Sometimes it just wasn't worth it, being a hunter.

Sam jabbed his hands deeper into his pockets as he trudged on, collar turned up against the chill. They'd been in town just four days, but that was long enough, it seemed, to make an enemy of every single person who lived there. Even a couple of kids had turned and run inside at the sight of them. And why? Not because they were pretending to be reporters, or because Dean had milked a couple of hundred out of the neighborhood bad boys at the card table, or even because five kids had died in the area the last few weeks.

No, it was because they'd brought back the body of Annaliese Danner, apparently the golden child of the town, mauled and dead. Didn't matter that an abiku had killed her, or that it had almost done the same to Dean when they'd fought it, or that it nearly wrecked Sam to wrap the small body in his coat and carry her out. Didn't matter that the coroner had confirmed that a "wild animal" had killed her, definitely not a human. The town needed an outlet for its grief and fear, and the Winchesters were a good target.
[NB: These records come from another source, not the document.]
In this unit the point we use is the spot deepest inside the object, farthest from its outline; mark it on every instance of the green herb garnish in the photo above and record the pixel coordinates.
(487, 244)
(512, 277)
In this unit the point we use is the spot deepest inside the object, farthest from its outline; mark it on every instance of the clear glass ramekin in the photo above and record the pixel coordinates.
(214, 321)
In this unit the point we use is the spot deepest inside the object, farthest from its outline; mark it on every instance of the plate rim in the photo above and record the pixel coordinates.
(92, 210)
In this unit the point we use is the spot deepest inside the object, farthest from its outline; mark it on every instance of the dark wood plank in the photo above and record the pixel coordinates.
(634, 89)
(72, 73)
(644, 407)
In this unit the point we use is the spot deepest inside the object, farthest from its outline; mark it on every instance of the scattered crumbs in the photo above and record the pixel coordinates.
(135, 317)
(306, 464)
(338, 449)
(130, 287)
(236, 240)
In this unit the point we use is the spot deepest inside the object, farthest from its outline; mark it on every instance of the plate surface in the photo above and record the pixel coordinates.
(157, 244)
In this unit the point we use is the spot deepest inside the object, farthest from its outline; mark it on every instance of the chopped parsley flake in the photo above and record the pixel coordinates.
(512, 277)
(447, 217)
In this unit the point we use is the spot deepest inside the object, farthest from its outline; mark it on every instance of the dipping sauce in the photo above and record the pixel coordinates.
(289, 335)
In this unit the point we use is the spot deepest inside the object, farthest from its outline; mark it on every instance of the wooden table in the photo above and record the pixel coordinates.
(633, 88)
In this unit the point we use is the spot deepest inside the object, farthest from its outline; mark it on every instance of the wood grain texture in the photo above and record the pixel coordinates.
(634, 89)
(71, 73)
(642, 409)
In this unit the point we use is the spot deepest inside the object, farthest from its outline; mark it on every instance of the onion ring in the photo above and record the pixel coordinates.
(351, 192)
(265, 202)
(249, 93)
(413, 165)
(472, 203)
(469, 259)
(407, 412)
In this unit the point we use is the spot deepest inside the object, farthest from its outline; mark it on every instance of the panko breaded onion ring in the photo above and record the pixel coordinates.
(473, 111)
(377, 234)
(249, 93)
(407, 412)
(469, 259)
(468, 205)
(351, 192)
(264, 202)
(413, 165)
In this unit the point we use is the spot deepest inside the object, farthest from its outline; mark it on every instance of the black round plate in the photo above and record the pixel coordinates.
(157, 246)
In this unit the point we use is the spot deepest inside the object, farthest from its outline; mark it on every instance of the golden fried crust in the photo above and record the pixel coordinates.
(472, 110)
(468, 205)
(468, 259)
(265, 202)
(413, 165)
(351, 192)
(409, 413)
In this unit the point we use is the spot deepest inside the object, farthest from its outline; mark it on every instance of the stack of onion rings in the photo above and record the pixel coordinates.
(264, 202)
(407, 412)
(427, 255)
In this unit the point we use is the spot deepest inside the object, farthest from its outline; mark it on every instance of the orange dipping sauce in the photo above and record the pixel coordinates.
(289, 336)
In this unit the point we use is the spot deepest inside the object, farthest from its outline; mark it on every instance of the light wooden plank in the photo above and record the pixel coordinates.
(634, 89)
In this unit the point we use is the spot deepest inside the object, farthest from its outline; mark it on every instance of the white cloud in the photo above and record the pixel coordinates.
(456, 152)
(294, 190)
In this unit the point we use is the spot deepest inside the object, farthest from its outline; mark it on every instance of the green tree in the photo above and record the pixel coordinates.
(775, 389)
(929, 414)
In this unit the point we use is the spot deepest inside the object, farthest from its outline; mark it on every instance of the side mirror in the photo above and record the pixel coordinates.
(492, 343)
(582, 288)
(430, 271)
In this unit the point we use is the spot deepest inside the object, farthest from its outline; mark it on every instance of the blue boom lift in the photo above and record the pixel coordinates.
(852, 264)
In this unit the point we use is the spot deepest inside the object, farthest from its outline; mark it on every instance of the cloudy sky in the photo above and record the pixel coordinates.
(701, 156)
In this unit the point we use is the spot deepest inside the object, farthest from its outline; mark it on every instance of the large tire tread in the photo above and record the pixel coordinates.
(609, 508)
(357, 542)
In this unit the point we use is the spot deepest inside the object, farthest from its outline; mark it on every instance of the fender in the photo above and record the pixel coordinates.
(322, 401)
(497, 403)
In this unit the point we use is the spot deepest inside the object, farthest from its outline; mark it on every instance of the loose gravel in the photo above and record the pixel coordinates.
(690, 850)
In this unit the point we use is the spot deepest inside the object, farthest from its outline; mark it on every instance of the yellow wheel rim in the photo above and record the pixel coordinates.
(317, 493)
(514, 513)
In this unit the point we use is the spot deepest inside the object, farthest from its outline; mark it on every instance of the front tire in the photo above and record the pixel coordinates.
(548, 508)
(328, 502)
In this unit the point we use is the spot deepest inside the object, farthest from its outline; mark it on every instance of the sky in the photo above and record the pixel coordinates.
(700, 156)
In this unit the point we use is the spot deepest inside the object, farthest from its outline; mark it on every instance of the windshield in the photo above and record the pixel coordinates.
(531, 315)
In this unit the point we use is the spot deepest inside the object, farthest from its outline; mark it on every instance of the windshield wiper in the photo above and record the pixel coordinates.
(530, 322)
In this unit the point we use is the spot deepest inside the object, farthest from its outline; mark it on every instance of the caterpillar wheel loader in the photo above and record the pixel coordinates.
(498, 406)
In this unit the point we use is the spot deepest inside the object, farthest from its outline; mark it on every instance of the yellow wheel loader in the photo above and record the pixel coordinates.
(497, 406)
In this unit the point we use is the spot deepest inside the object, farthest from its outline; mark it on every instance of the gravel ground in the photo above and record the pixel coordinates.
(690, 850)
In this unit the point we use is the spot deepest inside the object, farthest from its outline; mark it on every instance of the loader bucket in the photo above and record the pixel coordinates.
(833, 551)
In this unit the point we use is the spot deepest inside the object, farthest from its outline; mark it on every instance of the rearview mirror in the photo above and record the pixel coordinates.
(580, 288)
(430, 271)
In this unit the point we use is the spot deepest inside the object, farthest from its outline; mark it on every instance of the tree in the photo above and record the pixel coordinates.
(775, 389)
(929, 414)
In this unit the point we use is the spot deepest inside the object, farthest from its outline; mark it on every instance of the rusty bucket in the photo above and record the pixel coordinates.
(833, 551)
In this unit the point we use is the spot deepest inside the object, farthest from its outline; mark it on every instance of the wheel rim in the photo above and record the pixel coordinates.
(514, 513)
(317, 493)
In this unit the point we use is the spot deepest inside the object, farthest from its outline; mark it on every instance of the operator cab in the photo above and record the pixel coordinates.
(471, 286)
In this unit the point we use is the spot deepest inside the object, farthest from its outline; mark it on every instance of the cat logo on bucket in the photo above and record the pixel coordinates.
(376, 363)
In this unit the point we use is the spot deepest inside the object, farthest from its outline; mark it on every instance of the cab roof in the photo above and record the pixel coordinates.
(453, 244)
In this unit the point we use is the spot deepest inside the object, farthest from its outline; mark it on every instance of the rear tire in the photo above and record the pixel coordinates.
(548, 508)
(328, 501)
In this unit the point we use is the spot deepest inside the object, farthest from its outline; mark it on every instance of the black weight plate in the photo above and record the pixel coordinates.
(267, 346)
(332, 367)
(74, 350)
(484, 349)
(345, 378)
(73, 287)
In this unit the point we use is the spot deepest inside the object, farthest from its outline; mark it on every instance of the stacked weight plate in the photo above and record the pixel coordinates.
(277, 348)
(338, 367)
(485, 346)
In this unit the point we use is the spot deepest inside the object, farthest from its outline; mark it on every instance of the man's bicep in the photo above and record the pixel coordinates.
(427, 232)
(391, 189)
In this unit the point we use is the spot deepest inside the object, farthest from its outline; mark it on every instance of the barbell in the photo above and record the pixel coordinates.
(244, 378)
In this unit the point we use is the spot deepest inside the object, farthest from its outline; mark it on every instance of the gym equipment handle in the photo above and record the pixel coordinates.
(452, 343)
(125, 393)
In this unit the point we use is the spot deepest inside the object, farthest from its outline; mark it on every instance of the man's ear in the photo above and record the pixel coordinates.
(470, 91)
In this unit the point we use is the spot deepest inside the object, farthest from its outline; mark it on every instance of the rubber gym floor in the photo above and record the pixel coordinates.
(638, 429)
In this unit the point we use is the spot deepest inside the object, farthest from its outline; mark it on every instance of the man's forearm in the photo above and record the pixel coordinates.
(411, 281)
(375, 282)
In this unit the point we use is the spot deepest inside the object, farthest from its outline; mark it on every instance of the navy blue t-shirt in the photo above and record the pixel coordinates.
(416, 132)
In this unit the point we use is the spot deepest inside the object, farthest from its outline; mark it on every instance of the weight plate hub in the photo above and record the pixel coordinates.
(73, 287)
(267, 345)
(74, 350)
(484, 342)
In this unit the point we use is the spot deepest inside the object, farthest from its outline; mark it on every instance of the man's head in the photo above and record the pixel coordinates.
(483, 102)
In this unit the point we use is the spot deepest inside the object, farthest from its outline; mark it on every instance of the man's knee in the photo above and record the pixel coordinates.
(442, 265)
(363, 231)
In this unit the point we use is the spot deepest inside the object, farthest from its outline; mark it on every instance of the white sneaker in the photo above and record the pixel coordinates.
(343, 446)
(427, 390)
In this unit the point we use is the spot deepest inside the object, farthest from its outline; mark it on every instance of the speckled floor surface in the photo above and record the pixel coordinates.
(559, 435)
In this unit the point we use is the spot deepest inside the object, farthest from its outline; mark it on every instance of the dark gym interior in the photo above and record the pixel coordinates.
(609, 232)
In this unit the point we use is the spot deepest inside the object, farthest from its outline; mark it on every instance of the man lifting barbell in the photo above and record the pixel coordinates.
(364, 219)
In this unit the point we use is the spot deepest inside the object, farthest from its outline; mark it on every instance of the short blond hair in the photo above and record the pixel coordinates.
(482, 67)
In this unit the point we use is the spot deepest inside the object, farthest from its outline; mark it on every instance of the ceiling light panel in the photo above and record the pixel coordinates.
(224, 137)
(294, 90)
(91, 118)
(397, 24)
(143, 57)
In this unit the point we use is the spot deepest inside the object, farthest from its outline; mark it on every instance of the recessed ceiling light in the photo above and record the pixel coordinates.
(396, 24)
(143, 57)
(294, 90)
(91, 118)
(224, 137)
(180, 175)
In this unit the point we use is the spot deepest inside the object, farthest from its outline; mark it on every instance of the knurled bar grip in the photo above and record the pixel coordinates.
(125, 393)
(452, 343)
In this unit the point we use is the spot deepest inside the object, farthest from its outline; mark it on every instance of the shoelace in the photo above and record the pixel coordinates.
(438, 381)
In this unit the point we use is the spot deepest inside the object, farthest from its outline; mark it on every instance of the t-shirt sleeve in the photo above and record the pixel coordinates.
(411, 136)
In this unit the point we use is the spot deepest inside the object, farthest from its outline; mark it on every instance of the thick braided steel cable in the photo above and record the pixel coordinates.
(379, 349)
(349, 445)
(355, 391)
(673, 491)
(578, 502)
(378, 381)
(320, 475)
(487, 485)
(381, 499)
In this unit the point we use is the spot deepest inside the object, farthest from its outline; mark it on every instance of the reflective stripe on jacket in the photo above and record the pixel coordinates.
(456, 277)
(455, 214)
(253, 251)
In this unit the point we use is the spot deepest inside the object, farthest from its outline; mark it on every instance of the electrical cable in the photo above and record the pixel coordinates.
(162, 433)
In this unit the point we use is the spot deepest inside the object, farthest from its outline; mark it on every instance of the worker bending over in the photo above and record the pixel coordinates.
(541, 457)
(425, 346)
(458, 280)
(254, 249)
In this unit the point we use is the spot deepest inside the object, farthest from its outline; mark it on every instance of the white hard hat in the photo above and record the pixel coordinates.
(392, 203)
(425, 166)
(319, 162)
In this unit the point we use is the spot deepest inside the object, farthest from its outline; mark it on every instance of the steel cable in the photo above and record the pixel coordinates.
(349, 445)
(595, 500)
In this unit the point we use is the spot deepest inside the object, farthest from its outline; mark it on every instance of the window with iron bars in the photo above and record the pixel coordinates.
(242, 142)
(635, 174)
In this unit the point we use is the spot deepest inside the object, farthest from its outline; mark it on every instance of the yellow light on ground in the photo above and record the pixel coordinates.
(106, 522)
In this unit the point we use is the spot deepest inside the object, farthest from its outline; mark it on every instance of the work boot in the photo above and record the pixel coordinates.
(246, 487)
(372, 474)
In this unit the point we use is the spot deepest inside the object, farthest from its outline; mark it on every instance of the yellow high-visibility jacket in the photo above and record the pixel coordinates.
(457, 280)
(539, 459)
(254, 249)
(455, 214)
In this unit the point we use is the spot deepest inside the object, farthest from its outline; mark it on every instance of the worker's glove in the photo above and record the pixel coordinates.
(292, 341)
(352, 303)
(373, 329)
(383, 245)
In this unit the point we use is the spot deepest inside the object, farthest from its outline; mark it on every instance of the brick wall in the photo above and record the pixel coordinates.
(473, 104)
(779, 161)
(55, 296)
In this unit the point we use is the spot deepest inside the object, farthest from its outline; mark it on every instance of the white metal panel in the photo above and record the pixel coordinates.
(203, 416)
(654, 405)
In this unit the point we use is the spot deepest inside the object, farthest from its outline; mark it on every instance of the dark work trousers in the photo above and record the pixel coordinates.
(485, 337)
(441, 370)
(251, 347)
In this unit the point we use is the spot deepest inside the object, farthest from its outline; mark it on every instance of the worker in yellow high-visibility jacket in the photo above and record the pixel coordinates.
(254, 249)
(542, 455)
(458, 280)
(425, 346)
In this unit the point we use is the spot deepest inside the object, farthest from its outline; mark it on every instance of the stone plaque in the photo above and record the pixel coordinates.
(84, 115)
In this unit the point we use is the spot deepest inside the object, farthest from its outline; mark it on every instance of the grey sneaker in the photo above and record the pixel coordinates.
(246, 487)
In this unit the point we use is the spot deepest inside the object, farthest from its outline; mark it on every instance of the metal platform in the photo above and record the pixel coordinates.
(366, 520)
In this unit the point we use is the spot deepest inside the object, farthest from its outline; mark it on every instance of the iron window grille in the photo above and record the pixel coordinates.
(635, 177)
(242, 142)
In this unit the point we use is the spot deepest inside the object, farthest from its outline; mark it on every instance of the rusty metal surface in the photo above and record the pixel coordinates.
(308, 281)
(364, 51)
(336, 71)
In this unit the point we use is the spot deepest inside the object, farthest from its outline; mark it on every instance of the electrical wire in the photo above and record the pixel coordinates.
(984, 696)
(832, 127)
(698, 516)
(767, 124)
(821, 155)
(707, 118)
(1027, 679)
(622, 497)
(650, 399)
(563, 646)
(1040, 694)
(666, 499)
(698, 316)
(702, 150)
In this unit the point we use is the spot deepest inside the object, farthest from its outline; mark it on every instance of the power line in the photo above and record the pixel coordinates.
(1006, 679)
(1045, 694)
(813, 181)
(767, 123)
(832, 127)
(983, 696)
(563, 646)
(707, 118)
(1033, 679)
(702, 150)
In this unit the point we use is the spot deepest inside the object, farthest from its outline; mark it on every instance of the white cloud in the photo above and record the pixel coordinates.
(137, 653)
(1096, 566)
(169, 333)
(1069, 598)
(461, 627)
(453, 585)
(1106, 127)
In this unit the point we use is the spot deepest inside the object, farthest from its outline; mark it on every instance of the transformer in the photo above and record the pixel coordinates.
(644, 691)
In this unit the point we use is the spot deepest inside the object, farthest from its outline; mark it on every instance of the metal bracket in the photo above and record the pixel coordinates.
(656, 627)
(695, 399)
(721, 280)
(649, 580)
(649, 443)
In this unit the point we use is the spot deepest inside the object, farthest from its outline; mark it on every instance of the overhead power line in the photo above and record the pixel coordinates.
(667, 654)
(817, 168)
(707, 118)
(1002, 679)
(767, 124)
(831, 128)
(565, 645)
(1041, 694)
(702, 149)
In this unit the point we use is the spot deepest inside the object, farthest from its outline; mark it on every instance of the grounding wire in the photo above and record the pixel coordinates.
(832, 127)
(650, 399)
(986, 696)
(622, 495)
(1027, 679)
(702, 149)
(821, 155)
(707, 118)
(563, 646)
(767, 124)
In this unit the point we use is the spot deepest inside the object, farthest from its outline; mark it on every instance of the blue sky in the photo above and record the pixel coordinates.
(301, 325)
Sam ducked even deeper into his jacket as he made his way back to the motel. He sorta wished he'd taken Dean up on the offer of the car to return the stuff they'd borrowed from the library, but he'd needed to clear his head. Death, for all they faced it on the job, still reminded him at every turn of Jess, and Annaliese's long blonde hair hadn't helped. The worried looks Dean kept throwing him told Sam he wasn't hiding his thoughts as well as he'd believed, and he'd craved the solitude of a walk to push past the memories, wipe away a few tears and clear his head outside of his brother's scrutiny. Find the reason in himself _why _he was doing this again when he could've been back at school with friends and no greater concerns than food money and good grades…

A sixth sense prickled the back of his neck, and Sam looked up and around. There were a few people in sight; the sole motel was near the heart of town, for once, and it was only midday. Nobody seemed to be paying him any attention, which was a relief, and yet… Sam peered back, then surreptitiously checked the surrounding windows and shadowed doorways. It still felt like someone was watching him.

He straightened up out of the meager protection of his jacket, walking a little taller now to give him a better peripheral view. Sam quickened his pace even as he checked the corners of his eyes and strained his ears. Yeah…there. About half a block back, someone dogging him but trying to stay out of sight.

Not a good sign.

Sam casually slipped his cell phone out of his pocket, grateful Dean had made sure he'd had it on him before he'd left. He pressed the buttons without looking.

"_Yeah." _

"I'm being followed," Sam said tightly.

He could almost feel the shift in Dean, even across the line. _"Where are you?"_

"'Bout four blocks north of the motel, on Grandview."

"_On my way. Stay on the phone—you see who it is?"_

"No, they're making sure I don't."

Dean cursed quietly. _"You packin'?"_

Sam made a face "Just my knife."

"_Better than nothing." _

Except when you were facing down a gun barrel. Like Sam suddenly was.

The guy had stepped out of the building Sam was about to pass, no warning. Sam heard the furtive steps behind him suddenly start running closer, and he swallowed, one hand clenched around the phone, one around his knife in his pocket. Boxed in, outdrawn. Not good.

The gun twitched to the right. "In there."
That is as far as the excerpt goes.